Se voltasse a ser criança, deixaria de ser sombrio e voltaria a crer em Papai
Noel, e até pediria um presente ao Bom Velhinho.
O
Natal é uma coisa terrível para um velho solitário e acabado, e então Carter
soluçou e chorou, lembrando- se do colo de sua mãe, quando, na infância remota,
ele deitava-se e sonhava com as coisas maravilhosas e terríveis além das
cúpulas de calcedônia de Narath.
Era
Natal, e foi com esforço que Carter ergueu- se do leito e foi até a janela. Mas
de repente, quando o final se aproximava para Randolph Carter, ele ouviu sinos,
canções de Natal e a risada inconfundível do Bom Velhinho... E de repente
Carter não era mais um velho num quarto numa casa dos subúrbios londrinos, mas
sim um garoto alegre e ansioso debruçado na janela.
E
pode ver, lá fora, a silhueta entre a penumbra da noite, o trenó voador puxado
por renas aladas e alguém trajando roupas de Papai Noel.
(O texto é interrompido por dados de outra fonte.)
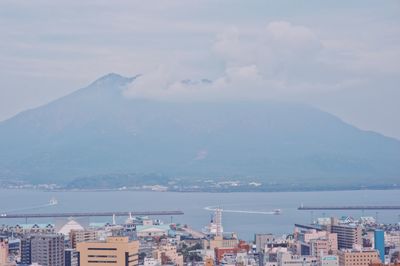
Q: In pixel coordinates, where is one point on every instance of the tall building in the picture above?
(330, 260)
(26, 255)
(71, 257)
(47, 249)
(262, 240)
(115, 250)
(3, 251)
(287, 259)
(348, 237)
(379, 243)
(76, 236)
(357, 257)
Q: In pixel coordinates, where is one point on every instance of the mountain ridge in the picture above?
(97, 131)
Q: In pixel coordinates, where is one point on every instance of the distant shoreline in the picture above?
(204, 191)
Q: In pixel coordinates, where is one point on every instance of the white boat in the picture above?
(53, 201)
(277, 211)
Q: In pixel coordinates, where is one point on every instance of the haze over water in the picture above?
(193, 205)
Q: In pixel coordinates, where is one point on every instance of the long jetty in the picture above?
(88, 214)
(359, 207)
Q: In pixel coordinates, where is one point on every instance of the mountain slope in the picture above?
(96, 131)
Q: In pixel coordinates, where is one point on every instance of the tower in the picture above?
(379, 243)
(218, 221)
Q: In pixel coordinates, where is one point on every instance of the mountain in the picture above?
(96, 131)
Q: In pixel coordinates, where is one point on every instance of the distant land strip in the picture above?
(88, 214)
(361, 207)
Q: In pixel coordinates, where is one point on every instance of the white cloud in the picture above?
(281, 60)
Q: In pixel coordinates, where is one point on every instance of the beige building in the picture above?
(168, 254)
(113, 251)
(324, 246)
(77, 236)
(358, 257)
(221, 242)
(3, 251)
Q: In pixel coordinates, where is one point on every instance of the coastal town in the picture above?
(141, 240)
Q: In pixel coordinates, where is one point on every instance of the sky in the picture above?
(340, 56)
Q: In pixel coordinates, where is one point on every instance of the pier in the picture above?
(88, 214)
(360, 207)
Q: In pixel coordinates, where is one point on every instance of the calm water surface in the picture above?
(193, 204)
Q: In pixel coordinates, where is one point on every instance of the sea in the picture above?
(249, 212)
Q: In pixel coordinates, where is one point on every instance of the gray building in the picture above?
(71, 257)
(262, 240)
(26, 250)
(348, 236)
(47, 249)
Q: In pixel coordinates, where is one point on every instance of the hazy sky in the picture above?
(340, 56)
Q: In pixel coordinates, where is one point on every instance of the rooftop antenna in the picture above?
(218, 221)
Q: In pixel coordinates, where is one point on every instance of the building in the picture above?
(71, 257)
(47, 249)
(348, 236)
(114, 250)
(152, 230)
(379, 243)
(3, 251)
(26, 255)
(288, 259)
(324, 246)
(69, 226)
(76, 236)
(168, 254)
(330, 260)
(263, 240)
(358, 257)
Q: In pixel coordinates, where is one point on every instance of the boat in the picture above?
(53, 201)
(277, 211)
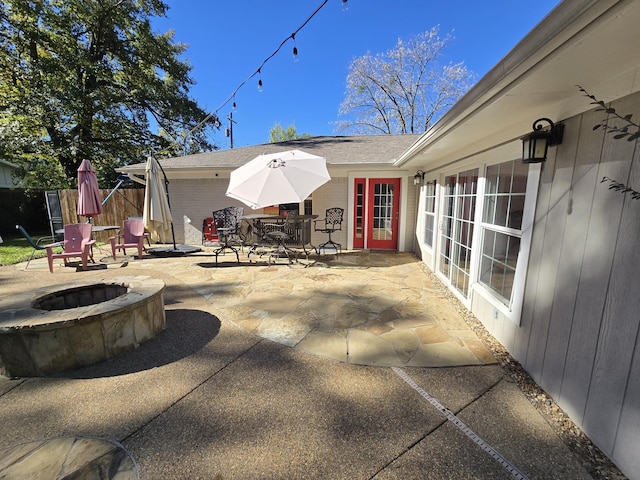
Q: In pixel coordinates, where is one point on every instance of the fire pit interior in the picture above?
(70, 326)
(79, 296)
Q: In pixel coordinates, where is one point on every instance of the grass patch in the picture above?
(15, 248)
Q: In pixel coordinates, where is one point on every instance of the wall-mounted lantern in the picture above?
(536, 143)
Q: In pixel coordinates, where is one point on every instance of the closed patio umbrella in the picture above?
(156, 213)
(89, 202)
(271, 179)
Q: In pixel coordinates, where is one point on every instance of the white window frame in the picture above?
(499, 155)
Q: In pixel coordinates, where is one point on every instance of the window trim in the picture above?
(482, 161)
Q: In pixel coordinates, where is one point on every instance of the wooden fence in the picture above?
(124, 203)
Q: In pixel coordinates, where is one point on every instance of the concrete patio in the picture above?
(282, 372)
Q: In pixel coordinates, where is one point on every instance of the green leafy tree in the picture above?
(280, 134)
(403, 90)
(89, 79)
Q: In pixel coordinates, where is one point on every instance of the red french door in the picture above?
(383, 210)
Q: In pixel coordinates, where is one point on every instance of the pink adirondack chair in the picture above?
(132, 236)
(77, 243)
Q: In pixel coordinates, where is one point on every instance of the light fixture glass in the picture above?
(536, 144)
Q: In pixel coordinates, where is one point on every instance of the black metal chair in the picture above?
(34, 243)
(331, 223)
(227, 224)
(281, 234)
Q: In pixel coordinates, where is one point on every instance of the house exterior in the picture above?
(379, 198)
(546, 255)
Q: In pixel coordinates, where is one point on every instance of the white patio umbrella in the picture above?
(156, 213)
(271, 179)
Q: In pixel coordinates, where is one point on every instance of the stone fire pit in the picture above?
(64, 327)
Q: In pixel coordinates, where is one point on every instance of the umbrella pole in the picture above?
(166, 188)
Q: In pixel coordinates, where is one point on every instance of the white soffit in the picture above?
(595, 44)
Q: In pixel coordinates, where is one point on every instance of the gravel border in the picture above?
(597, 464)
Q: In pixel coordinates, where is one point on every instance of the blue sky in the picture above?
(229, 40)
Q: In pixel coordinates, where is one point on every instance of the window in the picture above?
(456, 236)
(429, 211)
(504, 196)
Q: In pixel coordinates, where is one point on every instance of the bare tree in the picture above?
(403, 90)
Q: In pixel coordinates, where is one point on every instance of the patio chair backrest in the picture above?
(75, 236)
(133, 229)
(333, 218)
(234, 217)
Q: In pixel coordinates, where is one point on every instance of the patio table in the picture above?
(301, 238)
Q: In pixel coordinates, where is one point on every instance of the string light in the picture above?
(259, 70)
(295, 48)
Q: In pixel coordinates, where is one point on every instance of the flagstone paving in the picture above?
(364, 308)
(189, 407)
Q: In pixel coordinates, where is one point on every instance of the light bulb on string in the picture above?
(295, 48)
A figura sombria de um
Papai Noel sinistro, que era uma farsa e que era tudo menos um Papai Noel,
sorriu sardonicamente, e Cárter viu que era uma entidade macabra e medonha com
rosto de caveira e que lhe falou, em seguida, num tom de voz semelhante à de um
morto no fundo da terra:
—
Vamos, Carter! É chegada tua hora. Trouxe-te teu presente, neste teu último
Natal. Vim buscar-te, pois te levarei para muito além de Kadath ou Celephais.
Carter
perguntou, então:
—
É meu presente?
—
Sim, vem, agora, comigo, para as terras além dos sonhos, nos reinos dos que não
mais sonham e dormem...
Carter
pulou a janela e embarcou, lá embaixo, no trenó, mesmo sabendo que seu destino
não era nem Celephais nem Kadath. O trenó voador sumiu-se na noite, e foi visto
como uma silhueta recortada contra a lua cheia por outros sonhadores debruçados
sobre uma janela voltada para o céu noturno e estrelado.
E
foi assim que Randolph Carter foi levado pelo Anjo da Morte, que sob o disfarce
de Papai Noel, lhe concedera o descanso eterno, seu último presente, no último
e sinistro Natal de Randolph Carter... e seu presente tinha sido... a morte!